Decreto lampo per un sabato extra di caccia. GrIG e LAC all'attacco: "Più ne ammazzate, più aumentano". Il cortocircuito tra piombo e biologia: quando la politica scambia il rimedio con la causa del male.
CAGLIARI – C’è una regola non scritta nella gestione della cosa pubblica isolana: quando la pressione sale, la Regione apre il calendario. È accaduto anche stavolta. «Su pressione del mondo venatorio isolano», scrive Stefano Deliperi del Gruppo d’Intervento Giuridico, l'amministrazione ha concesso i tempi supplementari. Sabato prossimo, 31 gennaio, si spara ancora.
L'obiettivo dichiarato è sempre lo stesso, nobile sulla carta: il controllo della fauna. Ma la realtà fenomenica ci racconta una storia diversa, fatta di contraddizioni logiche che il GrIG smonta pezzo per pezzo.
La conta dei danni (e dei morti) Il primo punto sollevato dagli ecologisti non riguarda gli animali, ma gli uomini. C'è un «infinito rosario di morti e feriti (cacciatori e non cacciatori) a causa degli incidenti di caccia» che viene sistematicamente rimosso dal dibattito pubblico. La sicurezza pubblica diventa una variabile dipendente, sacrificabile sull'altare della passione venatoria. Si accetta il rischio balistico come fosse una calamità naturale, e non la conseguenza di una scelta amministrativa precisa: quella di mandare armati nei boschi migliaia di cittadini un giorno in più.

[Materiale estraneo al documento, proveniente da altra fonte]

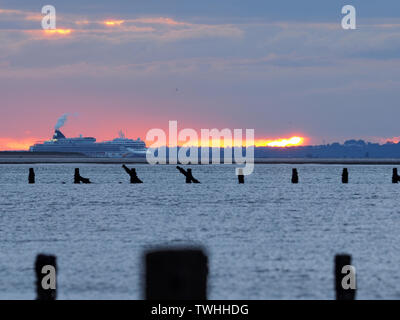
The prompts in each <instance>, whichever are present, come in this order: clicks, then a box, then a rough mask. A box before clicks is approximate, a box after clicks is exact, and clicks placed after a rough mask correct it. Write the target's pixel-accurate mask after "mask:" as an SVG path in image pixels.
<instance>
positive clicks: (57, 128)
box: [54, 113, 68, 130]
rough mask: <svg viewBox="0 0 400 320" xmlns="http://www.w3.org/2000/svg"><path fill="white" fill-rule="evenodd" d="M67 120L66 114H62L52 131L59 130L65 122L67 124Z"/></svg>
mask: <svg viewBox="0 0 400 320" xmlns="http://www.w3.org/2000/svg"><path fill="white" fill-rule="evenodd" d="M67 119H68V113H65V114H63V115H62V116H61V117H60V118H58V120H57V123H56V125H55V126H54V129H56V130H59V129H60V128H61V127H62V126H63V125H64V124H65V122H67Z"/></svg>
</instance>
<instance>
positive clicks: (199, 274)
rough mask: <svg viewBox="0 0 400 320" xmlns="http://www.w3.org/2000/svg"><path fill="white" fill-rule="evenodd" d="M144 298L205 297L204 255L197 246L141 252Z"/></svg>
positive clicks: (186, 299) (206, 265) (205, 294)
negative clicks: (156, 250) (142, 268)
mask: <svg viewBox="0 0 400 320" xmlns="http://www.w3.org/2000/svg"><path fill="white" fill-rule="evenodd" d="M145 268H146V269H145V270H146V275H145V277H146V279H145V292H144V294H145V298H146V299H147V300H206V299H207V276H208V258H207V256H206V255H205V254H204V253H203V251H202V250H201V249H167V250H159V251H152V252H148V253H147V254H146V255H145Z"/></svg>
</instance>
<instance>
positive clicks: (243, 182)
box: [238, 169, 244, 184]
mask: <svg viewBox="0 0 400 320" xmlns="http://www.w3.org/2000/svg"><path fill="white" fill-rule="evenodd" d="M238 180H239V183H240V184H241V183H244V175H243V169H239V174H238Z"/></svg>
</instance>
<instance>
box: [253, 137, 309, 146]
mask: <svg viewBox="0 0 400 320" xmlns="http://www.w3.org/2000/svg"><path fill="white" fill-rule="evenodd" d="M303 144H304V137H297V136H296V137H291V138H288V139H277V140H257V141H256V143H255V145H256V147H278V148H282V147H295V146H301V145H303Z"/></svg>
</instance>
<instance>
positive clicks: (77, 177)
mask: <svg viewBox="0 0 400 320" xmlns="http://www.w3.org/2000/svg"><path fill="white" fill-rule="evenodd" d="M80 177H81V175H80V174H79V168H75V174H74V183H76V184H79V183H81V179H80Z"/></svg>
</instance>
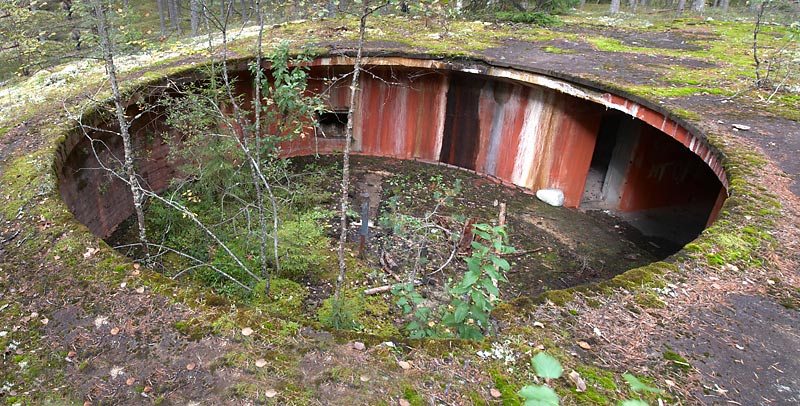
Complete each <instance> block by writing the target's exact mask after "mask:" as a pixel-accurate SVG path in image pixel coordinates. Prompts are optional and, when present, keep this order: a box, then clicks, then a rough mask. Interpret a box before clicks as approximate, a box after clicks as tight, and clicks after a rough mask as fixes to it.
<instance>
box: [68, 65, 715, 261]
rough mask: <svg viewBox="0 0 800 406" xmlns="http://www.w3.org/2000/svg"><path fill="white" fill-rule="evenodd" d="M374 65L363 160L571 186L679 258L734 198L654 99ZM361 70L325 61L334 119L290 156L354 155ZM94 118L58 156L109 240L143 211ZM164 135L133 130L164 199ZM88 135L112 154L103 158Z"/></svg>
mask: <svg viewBox="0 0 800 406" xmlns="http://www.w3.org/2000/svg"><path fill="white" fill-rule="evenodd" d="M367 69H368V70H369V74H368V75H364V76H363V80H362V82H361V91H360V93H359V95H358V97H359V100H358V106H359V108H358V109H357V110H356V113H355V115H354V117H353V118H352V119H353V121H354V122H353V125H354V137H353V143H352V150H353V152H354V153H355V154H359V155H368V156H379V157H390V158H399V159H404V160H418V161H423V162H429V163H437V164H445V165H449V166H454V167H458V168H462V169H465V170H469V171H474V172H475V173H477V174H480V175H482V176H485V177H487V178H491V179H493V180H495V181H497V182H500V183H503V184H505V185H508V186H509V187H515V188H521V189H523V190H525V191H527V192H530V193H535V192H536V191H538V190H540V189H558V190H560V191H562V192H563V195H564V205H565V206H566V207H567V208H566V209H565V210H574V209H583V210H592V209H599V210H605V211H607V213H611V214H613V215H614V216H617V217H619V218H622V219H624V220H625V221H627V222H628V223H629V224H630V225H632V226H633V227H635V228H637V229H638V230H639V231H640V232H641V233H642V234H644V235H645V236H648V237H652V238H653V239H654V240H659V241H668V242H670V243H671V246H672V247H673V248H672V249H673V250H677V249H679V248H680V247H682V246H683V245H684V244H685V243H687V242H689V241H691V240H692V239H694V238H695V237H696V236H697V235H698V234H699V232H700V231H702V230H703V229H704V228H705V227H706V226H707V225H709V224H711V223H712V222H713V221H714V219H715V218H716V216H717V214H718V212H719V210H720V207H721V206H722V203H723V201H724V200H725V198H726V197H727V192H726V187H727V179H726V176H725V174H724V172H723V168H722V165H721V162H720V159H719V157H718V153H717V152H716V150H715V149H714V148H712V147H710V146H709V144H708V143H707V142H706V140H705V139H704V137H703V135H702V134H700V133H699V132H698V131H696V130H694V129H692V128H691V127H690V126H688V125H686V124H685V123H684V122H682V121H681V120H680V119H678V118H675V117H673V116H671V115H670V113H669V112H666V111H662V110H660V109H659V108H658V107H657V106H654V105H652V104H649V103H647V102H644V101H641V100H638V101H634V100H631V99H630V98H626V97H622V96H620V95H617V94H614V93H611V92H608V91H604V90H599V89H597V88H594V87H591V86H589V85H587V84H576V83H571V82H569V81H566V80H561V79H556V78H554V77H551V76H547V75H543V74H539V73H534V72H530V71H524V70H519V69H512V68H503V67H497V66H492V65H489V64H486V63H483V62H478V61H460V62H453V61H441V60H430V59H417V58H411V57H405V56H397V57H386V56H383V57H371V58H369V62H368V65H367ZM351 70H352V61H351V60H350V59H349V58H345V57H323V58H318V59H316V60H314V61H313V63H312V64H311V66H310V72H309V76H310V78H311V80H310V81H309V87H310V90H312V91H314V92H318V93H324V94H325V96H326V99H327V100H328V104H329V105H328V108H329V112H327V113H323V114H320V115H319V116H318V122H317V123H316V125H315V126H314V125H310V126H309V134H308V136H306V137H304V138H297V139H295V140H293V141H291V142H285V143H284V144H283V145H282V146H281V147H282V150H283V153H284V154H285V155H286V156H301V155H312V154H316V153H319V154H329V153H335V152H337V151H341V150H343V149H344V139H343V137H342V136H343V134H344V126H345V124H346V120H347V114H346V112H347V109H348V107H349V105H350V103H351V101H350V100H349V83H348V82H347V81H346V80H338V81H333V85H331V84H330V83H331V80H333V79H340V78H343V77H348V76H347V74H348V73H349V72H350V71H351ZM233 76H234V77H235V78H236V80H237V82H236V83H237V84H236V88H237V91H238V92H239V93H240V94H242V95H244V96H246V98H247V97H249V96H252V94H251V92H252V77H251V76H250V74H249V72H248V71H247V69H246V64H245V63H244V62H241V63H239V64H238V66H237V67H234V68H233ZM174 79H179V78H174ZM194 79H196V78H194ZM179 80H182V81H191V80H193V79H191V78H188V79H187V78H180V79H179ZM158 88H159V87H158V86H155V87H153V88H152V89H151V88H147V89H141V90H140V91H139V92H138V93H136V94H134V96H133V97H132V98H131V99H130V101H129V107H128V110H129V111H128V113H129V116H134V115H136V114H138V113H140V112H139V111H138V110H137V102H138V101H141V100H150V99H152V98H155V97H157V96H158V93H159V90H153V89H158ZM83 121H84V124H88V125H90V126H91V127H92V128H95V130H91V131H89V132H88V133H87V134H84V133H83V132H81V131H76V132H74V133H72V134H71V135H70V136H69V137H68V138H67V140H66V142H65V144H64V146H63V148H62V150H61V153H60V154H59V158H58V160H57V167H58V168H59V169H58V174H59V177H60V182H59V187H60V191H61V195H62V196H63V199H64V201H65V202H66V203H67V205H68V207H69V208H70V210H71V211H72V213H74V215H75V217H76V218H77V219H78V220H80V221H81V222H82V223H84V224H85V225H86V226H87V227H88V228H89V229H90V230H91V231H92V232H93V233H95V234H96V235H98V236H100V237H103V238H106V237H109V236H110V235H111V234H112V233H113V232H114V231H115V230H116V229H117V227H118V226H119V225H120V224H121V223H122V222H123V221H124V220H125V219H126V218H128V217H129V216H130V215H131V214H132V203H131V198H130V193H129V190H128V188H127V186H125V185H124V184H123V183H122V182H119V181H117V180H115V179H113V178H112V177H110V176H109V175H108V173H106V172H105V171H102V170H95V169H94V168H97V167H98V166H99V165H98V157H99V159H100V160H107V159H110V155H111V154H113V155H116V156H121V155H122V152H121V151H122V145H121V141H120V139H119V137H117V136H115V135H114V134H113V131H114V125H113V124H110V123H112V122H113V120H110V119H108V118H103V117H102V115H101V114H100V113H98V112H94V113H92V114H89V115H87V116H86V117H84V118H83ZM314 127H316V131H314ZM103 129H109V130H112V131H111V132H103ZM165 132H174V130H173V129H171V128H170V127H168V126H167V125H166V124H165V123H164V121H163V118H162V117H161V115H160V113H159V112H158V111H151V112H145V113H143V114H142V115H141V117H139V118H138V119H137V120H135V121H134V122H133V123H132V127H131V134H132V135H133V137H134V142H135V143H136V144H138V145H137V147H138V148H143V149H144V150H146V151H147V153H146V154H144V156H146V158H143V159H140V160H139V161H138V162H137V165H138V169H139V172H140V174H141V176H142V177H143V178H144V180H145V181H146V184H148V185H149V187H151V188H152V189H153V190H155V191H160V190H163V189H164V188H166V187H167V186H168V185H169V182H170V180H171V179H172V178H173V177H174V176H176V174H177V170H176V168H174V167H173V166H172V165H171V164H170V162H169V160H168V159H167V155H168V153H169V147H168V145H167V144H165V143H162V142H161V141H159V140H161V138H160V137H159V136H158V135H159V134H162V133H165ZM87 135H88V137H87ZM89 137H92V138H95V139H101V140H102V141H103V143H104V145H105V146H107V148H104V149H103V150H102V151H98V153H94V152H93V151H92V146H91V143H90V142H89Z"/></svg>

L'equazione sbagliata Ma è sul piano scientifico che la polemica si fa feroce. La logica del "piombo curativo" – sparo per ridurre il numero – secondo Deliperi è fallace. È un paradosso ecologico che la politica finge di non capire: «Ottusamente non si prende atto che più Cinghiali si ammazzano e più aumentano i Cinghiali».
Sembra un controsenso, ma non lo è. La caccia non selettiva destruttura i branchi, rompe le gerarchie riproduttive e innesca un boom demografico. A questo si aggiungono le «immissioni a fini venatori» fatte in passato e l'«ibridazione con il Maiale domestico» che ha creato una specie più prolifica e resistente.
Il rifiuto come esca
Inoltre, c'è il fattore antropico. I cinghiali non invadono le città per turismo, ma perché le nostre periferie sono diventate mangiatoie a cielo aperto a causa della «sempre maggiore presenza di rifiuti abbandonati».
Il risultato? Un cane che si morde la coda. Si spara per ridurre i danni all'agricoltura, ma il metodo scelto aumenta la popolazione e, «di conseguenza, anche dell’incremento dei danni all’agricoltura causati dai Cinghiali».
La chiosa di Deliperi e della Lega per l'Abolizione della Caccia è amara e sarcastica: «Avanti, continuate così». Un invito che suona come una sentenza: continuate pure a sparare, se vi fa sentire meglio, ma non illudetevi di risolvere il problema. Lo state solo nutrendo.